Tradational crafts of Japan: silk - The aristocratic fibres
Friday, February 8, 2008 | | |Silk has always been and will almost certainly continue to be the aristocrat of textiles. For centuries, it was the pillar of Japanese export trade, even when the shogunate isolated the country of all foreigners, but less contact, and continued to be until the radical economic changes between the two wars this century.
Silk has been practiced everywhere throughout the country; farms with more than one story used the top story of the cultivation of silkworms. In peace and prosperity of the Edo period (1600-1868), fine silk were in great demand by the samurai class and rich merchants, which surpassed the samurai in economic power. Sumptuary laws did little to stiffle the port of fine silk clothes often money was spent on underwear rather than immediately visible outside kimono.
Commoners were forbidden to wear silk fabrics fine. The only silk they were allowed to wear cloth was made by spinning silk floss in the same manner as cotton or wool. (Son of fine silk yarn are not, but are pulled and reeled from a cocoon of silk.) Fabrics woven with the son of a silk yarn and SLUB superficially resembles cotton brought by the owners. This fabric is known as tsumugi (pongee in Engish). In an ironic reversal, tsumugi is today among the most sought treasure and silk fabrics.
Silk has been practiced everywhere throughout the country; farms with more than one story used the top story of the cultivation of silkworms. In peace and prosperity of the Edo period (1600-1868), fine silk were in great demand by the samurai class and rich merchants, which surpassed the samurai in economic power. Sumptuary laws did little to stiffle the port of fine silk clothes often money was spent on underwear rather than immediately visible outside kimono.

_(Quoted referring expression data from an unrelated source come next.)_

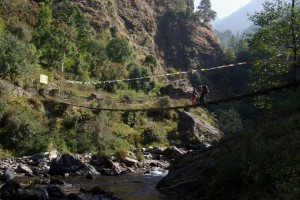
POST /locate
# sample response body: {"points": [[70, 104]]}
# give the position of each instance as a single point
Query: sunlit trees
{"points": [[204, 13], [276, 41], [14, 57]]}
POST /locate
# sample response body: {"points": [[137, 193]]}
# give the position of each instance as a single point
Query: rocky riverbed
{"points": [[44, 176]]}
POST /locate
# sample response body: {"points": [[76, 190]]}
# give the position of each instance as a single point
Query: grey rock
{"points": [[23, 169], [8, 174], [129, 161], [173, 152]]}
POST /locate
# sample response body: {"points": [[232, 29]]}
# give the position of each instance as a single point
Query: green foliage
{"points": [[276, 35], [204, 13], [145, 84], [140, 156], [121, 154], [20, 131], [150, 61], [14, 58], [229, 121], [119, 50], [71, 15]]}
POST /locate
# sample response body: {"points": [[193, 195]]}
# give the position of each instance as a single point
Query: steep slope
{"points": [[162, 28], [262, 164], [238, 21]]}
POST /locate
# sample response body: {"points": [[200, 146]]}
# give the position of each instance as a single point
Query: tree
{"points": [[143, 84], [275, 41], [14, 57], [229, 121], [205, 14], [151, 61]]}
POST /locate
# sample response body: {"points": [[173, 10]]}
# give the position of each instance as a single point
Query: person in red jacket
{"points": [[204, 92], [195, 96]]}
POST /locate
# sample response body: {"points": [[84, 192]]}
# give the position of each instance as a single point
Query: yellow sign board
{"points": [[43, 79]]}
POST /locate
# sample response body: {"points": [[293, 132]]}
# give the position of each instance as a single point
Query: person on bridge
{"points": [[195, 96], [204, 92]]}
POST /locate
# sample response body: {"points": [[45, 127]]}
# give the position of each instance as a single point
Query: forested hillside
{"points": [[73, 42], [262, 161], [141, 59]]}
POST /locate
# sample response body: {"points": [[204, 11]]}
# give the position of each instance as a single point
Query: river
{"points": [[127, 187]]}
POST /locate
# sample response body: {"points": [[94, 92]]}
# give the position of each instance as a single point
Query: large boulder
{"points": [[207, 134], [173, 152], [8, 174], [178, 89]]}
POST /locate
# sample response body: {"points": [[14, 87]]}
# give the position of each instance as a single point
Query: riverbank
{"points": [[53, 176]]}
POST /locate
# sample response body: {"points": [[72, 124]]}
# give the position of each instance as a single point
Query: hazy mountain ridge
{"points": [[238, 21]]}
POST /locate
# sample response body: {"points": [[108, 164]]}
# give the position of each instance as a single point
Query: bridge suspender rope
{"points": [[214, 102]]}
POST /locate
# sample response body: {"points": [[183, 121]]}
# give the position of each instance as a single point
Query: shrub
{"points": [[14, 57], [152, 135], [229, 121], [119, 50], [121, 154]]}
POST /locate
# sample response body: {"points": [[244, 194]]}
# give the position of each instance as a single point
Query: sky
{"points": [[225, 7]]}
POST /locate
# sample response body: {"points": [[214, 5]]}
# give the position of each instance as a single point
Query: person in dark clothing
{"points": [[204, 92]]}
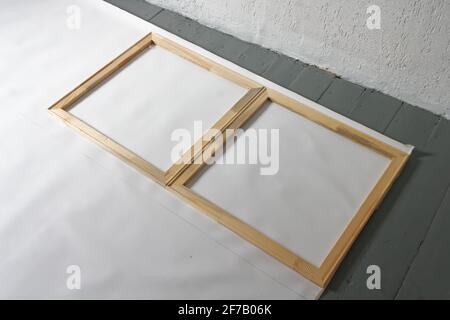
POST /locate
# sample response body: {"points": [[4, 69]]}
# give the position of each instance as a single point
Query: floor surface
{"points": [[408, 235]]}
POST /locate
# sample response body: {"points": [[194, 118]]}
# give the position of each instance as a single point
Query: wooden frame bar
{"points": [[322, 274], [177, 176]]}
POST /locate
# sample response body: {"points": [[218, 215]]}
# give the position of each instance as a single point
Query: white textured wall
{"points": [[408, 58]]}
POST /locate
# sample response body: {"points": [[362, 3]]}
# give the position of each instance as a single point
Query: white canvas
{"points": [[157, 93], [323, 179]]}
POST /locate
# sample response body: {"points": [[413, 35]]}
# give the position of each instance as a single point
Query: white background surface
{"points": [[65, 201], [407, 58]]}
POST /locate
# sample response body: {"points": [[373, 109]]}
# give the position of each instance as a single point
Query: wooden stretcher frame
{"points": [[61, 108], [177, 176]]}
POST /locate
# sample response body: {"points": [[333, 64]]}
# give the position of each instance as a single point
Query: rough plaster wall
{"points": [[408, 58]]}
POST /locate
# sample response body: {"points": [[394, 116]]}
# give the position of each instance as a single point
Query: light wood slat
{"points": [[101, 75]]}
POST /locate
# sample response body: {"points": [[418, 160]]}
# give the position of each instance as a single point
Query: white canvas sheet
{"points": [[66, 201], [159, 92], [322, 180]]}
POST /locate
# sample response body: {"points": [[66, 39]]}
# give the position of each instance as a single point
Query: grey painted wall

Commoners were forbidden to wear silk fabrics fine. The only silk they were allowed to wear cloth was made by spinning silk floss in the same manner as cotton or wool. (Son of fine silk yarn are not, but are pulled and reeled from a cocoon of silk.) Fabrics woven with the son of a silk yarn and SLUB superficially resembles cotton brought by the owners. This fabric is known as tsumugi (pongee in Engish). In an ironic reversal, tsumugi is today among the most sought treasure and silk fabrics.